Review by Michael Bryant
Through the narrow lens of time, we the living view what is perceived as reality, a universe of energy and matter with unbreakable laws governing its expansion and development. Everything is accounted for and measurable. Substance is finite, nothing is created or destroyed; all is merely changing form. All matter has a knowable mass and density.
The dead know better. They know of the overlaps. The points on the continuum where universes collide, where volume exceeds the measured limits of its container, where matter and energy cease to change form and vanish from the cosmos, and substances unyielding to Newtonian laws seep through. And they know of the sixth ocean. An ocean yet unborn which walks the Earth in unassuming form, and will drown this world in a flood of unreality.
The Sea of Ash by Scott Thomas combines imaginative genius with a faux-classical prose style, producing an effect of eldritch atmosphere in a compelling and engaging narrative. A former educator-turned-rare book collector gives his account of journeying in the footsteps of Doctor Albert Pond, whose posthumously-published journal has become a valued collector’s item for the supernaturally inclined. A pilgrimage of history turns to a hideous adventure as our narrator finds himself pitted against the same celestial menace that Dr. Pond faced before his abrupt disappearance. With his life (and possibly the world) at stake, he must consult with phantasmal powers to battle the forces of the sixth ocean.

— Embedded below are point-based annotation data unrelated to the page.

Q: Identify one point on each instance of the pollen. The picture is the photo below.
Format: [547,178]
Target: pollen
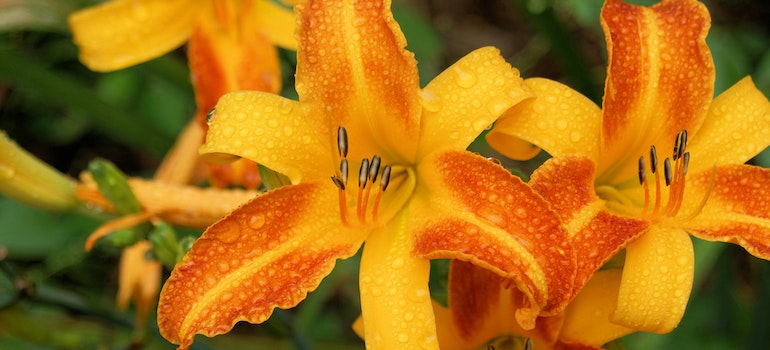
[674,172]
[368,174]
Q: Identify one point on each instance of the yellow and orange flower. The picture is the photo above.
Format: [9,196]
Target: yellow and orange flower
[481,308]
[418,195]
[659,89]
[231,47]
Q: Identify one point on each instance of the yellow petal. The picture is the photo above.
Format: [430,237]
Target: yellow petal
[657,280]
[559,120]
[737,210]
[395,301]
[735,129]
[660,78]
[277,23]
[268,253]
[272,131]
[587,318]
[353,69]
[504,226]
[467,98]
[121,33]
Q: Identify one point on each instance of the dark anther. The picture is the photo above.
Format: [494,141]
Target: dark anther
[385,177]
[338,182]
[667,171]
[344,170]
[653,159]
[342,141]
[363,173]
[374,168]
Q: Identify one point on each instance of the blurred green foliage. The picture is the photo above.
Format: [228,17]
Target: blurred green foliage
[53,295]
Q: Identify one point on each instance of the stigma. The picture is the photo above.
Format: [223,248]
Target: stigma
[674,172]
[369,172]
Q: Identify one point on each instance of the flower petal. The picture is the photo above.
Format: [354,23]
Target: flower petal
[269,130]
[559,120]
[352,66]
[227,53]
[660,77]
[121,33]
[395,301]
[596,234]
[483,308]
[656,282]
[737,210]
[505,227]
[735,130]
[596,301]
[268,253]
[277,22]
[466,98]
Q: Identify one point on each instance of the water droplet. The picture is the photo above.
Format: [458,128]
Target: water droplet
[398,263]
[256,221]
[464,79]
[210,116]
[430,101]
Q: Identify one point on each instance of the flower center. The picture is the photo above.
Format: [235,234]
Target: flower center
[674,172]
[368,174]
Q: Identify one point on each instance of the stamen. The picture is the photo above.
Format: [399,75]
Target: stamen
[363,173]
[339,183]
[383,185]
[344,171]
[385,178]
[342,141]
[374,168]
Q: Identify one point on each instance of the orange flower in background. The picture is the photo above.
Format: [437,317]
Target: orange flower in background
[231,47]
[614,190]
[418,194]
[481,313]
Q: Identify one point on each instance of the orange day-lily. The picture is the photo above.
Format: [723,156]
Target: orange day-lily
[659,89]
[417,194]
[231,47]
[481,307]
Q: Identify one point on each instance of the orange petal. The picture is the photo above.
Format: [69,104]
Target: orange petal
[587,318]
[483,308]
[227,53]
[395,301]
[272,131]
[501,225]
[559,120]
[277,22]
[656,282]
[467,98]
[596,234]
[735,129]
[268,253]
[352,66]
[660,77]
[737,210]
[120,33]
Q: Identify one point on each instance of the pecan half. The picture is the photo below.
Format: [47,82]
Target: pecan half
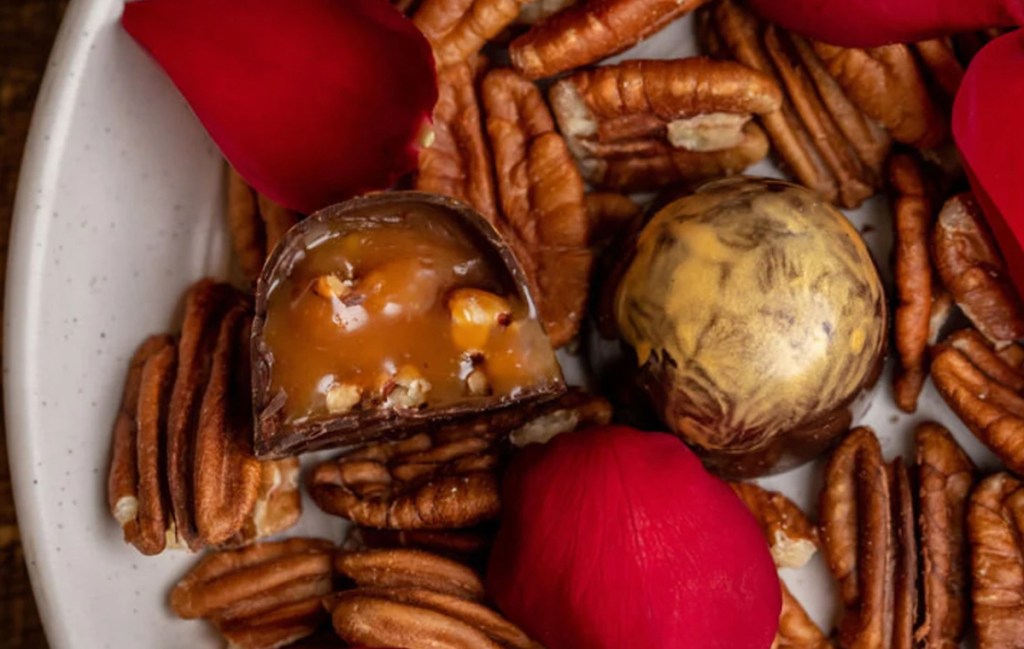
[541,196]
[905,558]
[591,31]
[255,222]
[644,109]
[945,475]
[260,597]
[440,479]
[539,10]
[912,215]
[737,33]
[995,527]
[458,163]
[796,629]
[181,467]
[974,271]
[422,482]
[853,180]
[985,391]
[410,568]
[792,536]
[856,532]
[135,492]
[886,83]
[458,29]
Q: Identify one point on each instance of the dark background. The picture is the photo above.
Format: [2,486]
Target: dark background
[27,31]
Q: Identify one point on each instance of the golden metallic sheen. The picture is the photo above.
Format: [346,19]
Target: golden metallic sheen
[755,308]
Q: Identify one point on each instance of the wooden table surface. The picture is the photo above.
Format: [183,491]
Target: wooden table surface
[27,31]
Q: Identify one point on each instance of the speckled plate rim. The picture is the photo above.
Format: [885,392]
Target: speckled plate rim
[24,300]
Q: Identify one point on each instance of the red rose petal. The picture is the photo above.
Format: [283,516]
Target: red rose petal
[988,127]
[873,23]
[311,100]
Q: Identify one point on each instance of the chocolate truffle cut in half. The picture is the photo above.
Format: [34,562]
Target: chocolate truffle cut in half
[386,315]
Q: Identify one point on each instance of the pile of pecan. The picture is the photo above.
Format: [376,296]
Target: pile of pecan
[182,473]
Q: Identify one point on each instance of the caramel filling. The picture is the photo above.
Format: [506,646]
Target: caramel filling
[400,315]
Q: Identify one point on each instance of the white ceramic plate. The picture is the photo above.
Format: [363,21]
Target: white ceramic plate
[119,209]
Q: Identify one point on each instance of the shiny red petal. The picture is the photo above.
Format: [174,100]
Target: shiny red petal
[311,100]
[988,127]
[612,537]
[873,23]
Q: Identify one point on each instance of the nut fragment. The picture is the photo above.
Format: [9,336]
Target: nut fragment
[458,164]
[410,568]
[985,391]
[541,193]
[255,222]
[995,527]
[886,83]
[974,271]
[945,476]
[912,213]
[857,530]
[134,489]
[796,629]
[259,597]
[591,31]
[458,29]
[639,109]
[792,536]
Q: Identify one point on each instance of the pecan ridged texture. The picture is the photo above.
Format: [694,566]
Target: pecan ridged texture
[995,527]
[413,599]
[541,193]
[819,133]
[857,531]
[458,29]
[591,31]
[256,224]
[945,476]
[445,478]
[985,388]
[694,114]
[457,163]
[915,287]
[791,534]
[181,471]
[260,597]
[974,271]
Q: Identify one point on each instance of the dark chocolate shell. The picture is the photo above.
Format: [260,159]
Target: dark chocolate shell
[274,436]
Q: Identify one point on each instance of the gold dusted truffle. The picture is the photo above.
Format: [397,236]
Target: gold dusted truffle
[758,318]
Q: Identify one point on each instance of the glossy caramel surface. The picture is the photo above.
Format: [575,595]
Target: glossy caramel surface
[404,314]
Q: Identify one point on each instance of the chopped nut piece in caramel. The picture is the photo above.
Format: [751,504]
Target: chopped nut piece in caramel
[475,314]
[342,397]
[973,270]
[995,529]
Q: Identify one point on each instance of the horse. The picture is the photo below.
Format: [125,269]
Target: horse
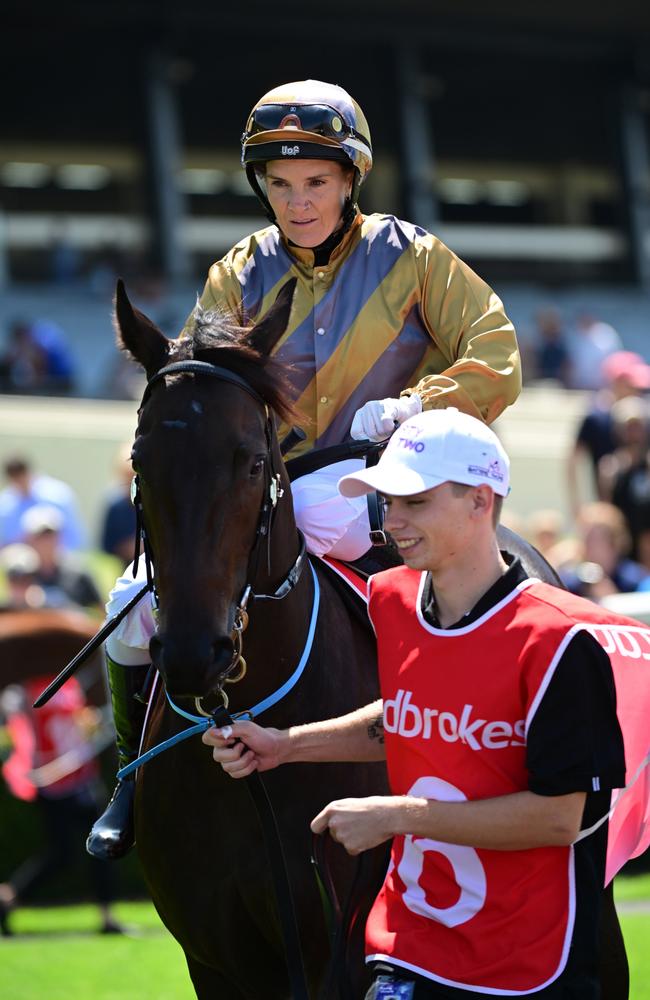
[216,504]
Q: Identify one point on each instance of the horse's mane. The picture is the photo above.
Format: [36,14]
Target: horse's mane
[214,336]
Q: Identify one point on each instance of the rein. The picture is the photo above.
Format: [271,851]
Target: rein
[207,721]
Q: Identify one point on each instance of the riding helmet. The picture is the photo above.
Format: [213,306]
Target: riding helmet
[307,119]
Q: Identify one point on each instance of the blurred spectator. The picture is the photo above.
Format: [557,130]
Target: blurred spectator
[37,359]
[118,521]
[53,764]
[62,577]
[550,352]
[125,379]
[631,427]
[25,489]
[630,481]
[543,529]
[592,341]
[626,374]
[600,565]
[20,565]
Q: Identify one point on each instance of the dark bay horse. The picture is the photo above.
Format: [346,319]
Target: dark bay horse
[217,509]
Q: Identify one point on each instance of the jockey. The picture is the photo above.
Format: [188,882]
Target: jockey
[386,321]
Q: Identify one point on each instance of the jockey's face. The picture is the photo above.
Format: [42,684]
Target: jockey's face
[307,197]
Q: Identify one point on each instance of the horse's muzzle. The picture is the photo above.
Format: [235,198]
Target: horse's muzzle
[191,666]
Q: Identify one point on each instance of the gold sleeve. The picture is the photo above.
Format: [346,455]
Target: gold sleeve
[222,289]
[480,367]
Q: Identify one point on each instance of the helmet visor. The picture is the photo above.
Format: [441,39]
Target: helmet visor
[319,119]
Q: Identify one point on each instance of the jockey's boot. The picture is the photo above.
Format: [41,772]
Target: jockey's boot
[113,834]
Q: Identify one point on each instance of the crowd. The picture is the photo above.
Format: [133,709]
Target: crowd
[50,757]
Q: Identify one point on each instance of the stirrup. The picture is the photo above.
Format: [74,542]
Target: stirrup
[113,834]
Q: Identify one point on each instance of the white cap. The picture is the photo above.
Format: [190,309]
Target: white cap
[431,448]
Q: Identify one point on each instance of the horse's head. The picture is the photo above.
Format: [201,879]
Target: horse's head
[206,457]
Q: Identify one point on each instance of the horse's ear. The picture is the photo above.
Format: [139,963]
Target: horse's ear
[138,335]
[265,334]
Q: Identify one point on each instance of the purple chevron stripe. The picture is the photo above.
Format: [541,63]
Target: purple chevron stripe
[359,277]
[387,377]
[268,265]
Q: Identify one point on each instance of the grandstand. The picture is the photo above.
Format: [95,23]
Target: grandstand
[520,135]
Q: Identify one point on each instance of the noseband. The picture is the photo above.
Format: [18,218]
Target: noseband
[273,492]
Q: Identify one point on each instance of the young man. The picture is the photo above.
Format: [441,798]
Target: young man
[498,723]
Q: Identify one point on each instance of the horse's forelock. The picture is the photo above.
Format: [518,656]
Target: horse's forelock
[214,336]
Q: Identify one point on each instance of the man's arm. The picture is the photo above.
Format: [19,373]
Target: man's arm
[514,822]
[245,747]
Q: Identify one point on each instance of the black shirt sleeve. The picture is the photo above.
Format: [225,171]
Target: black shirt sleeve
[575,742]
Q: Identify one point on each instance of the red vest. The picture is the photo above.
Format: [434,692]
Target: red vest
[457,706]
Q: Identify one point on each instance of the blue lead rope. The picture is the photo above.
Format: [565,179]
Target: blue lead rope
[201,723]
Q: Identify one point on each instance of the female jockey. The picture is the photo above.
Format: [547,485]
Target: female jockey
[385,321]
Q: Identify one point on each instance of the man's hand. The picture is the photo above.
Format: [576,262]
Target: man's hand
[359,824]
[245,747]
[377,419]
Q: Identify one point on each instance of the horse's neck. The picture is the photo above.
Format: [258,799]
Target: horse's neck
[275,639]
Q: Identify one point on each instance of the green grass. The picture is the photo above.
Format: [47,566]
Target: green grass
[57,954]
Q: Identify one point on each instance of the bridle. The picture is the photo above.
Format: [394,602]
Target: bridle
[272,494]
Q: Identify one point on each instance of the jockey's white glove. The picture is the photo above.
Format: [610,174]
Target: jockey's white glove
[377,419]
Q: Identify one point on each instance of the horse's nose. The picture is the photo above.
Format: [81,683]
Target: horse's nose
[190,665]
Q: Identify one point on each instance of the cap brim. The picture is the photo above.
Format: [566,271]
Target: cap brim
[394,481]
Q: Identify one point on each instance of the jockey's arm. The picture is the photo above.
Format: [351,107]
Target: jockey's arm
[245,747]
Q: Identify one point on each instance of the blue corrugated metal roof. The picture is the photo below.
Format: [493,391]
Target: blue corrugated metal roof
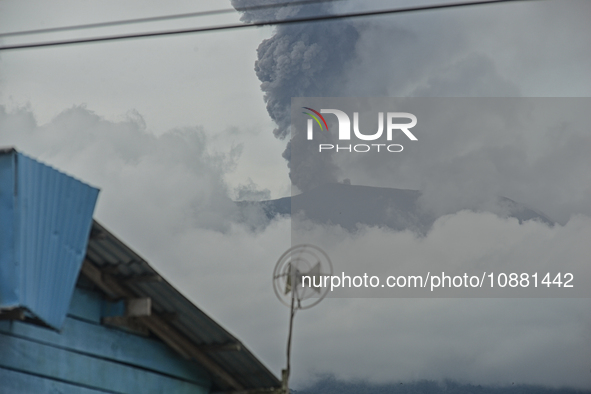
[46,217]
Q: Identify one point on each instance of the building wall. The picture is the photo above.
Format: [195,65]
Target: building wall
[88,357]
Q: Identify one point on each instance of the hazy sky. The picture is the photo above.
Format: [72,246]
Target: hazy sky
[172,129]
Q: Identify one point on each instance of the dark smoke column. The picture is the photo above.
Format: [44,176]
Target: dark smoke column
[301,60]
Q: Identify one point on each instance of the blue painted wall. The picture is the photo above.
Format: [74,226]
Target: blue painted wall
[87,357]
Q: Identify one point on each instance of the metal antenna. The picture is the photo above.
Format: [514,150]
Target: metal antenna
[298,266]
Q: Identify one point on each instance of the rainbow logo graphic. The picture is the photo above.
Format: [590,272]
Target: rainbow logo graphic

A deep tale of cosmic terror, The Sea of Ash balances the ghoulishly macabre with a whimsical playfulness as we are treated to scenes that are both deeply horrifying and awkwardly humorous. Incorporating elements of metaphysical science, body horror, investigative occultism, with a sprinkling of architecture porn, Thomas wraps his epic through the aeons in the ambience of necromantic New England.
My only complaint would be that I absolutely flew through this book and was done with it too soon, but the defining trait of a great storyteller is leaving the audience wanting more.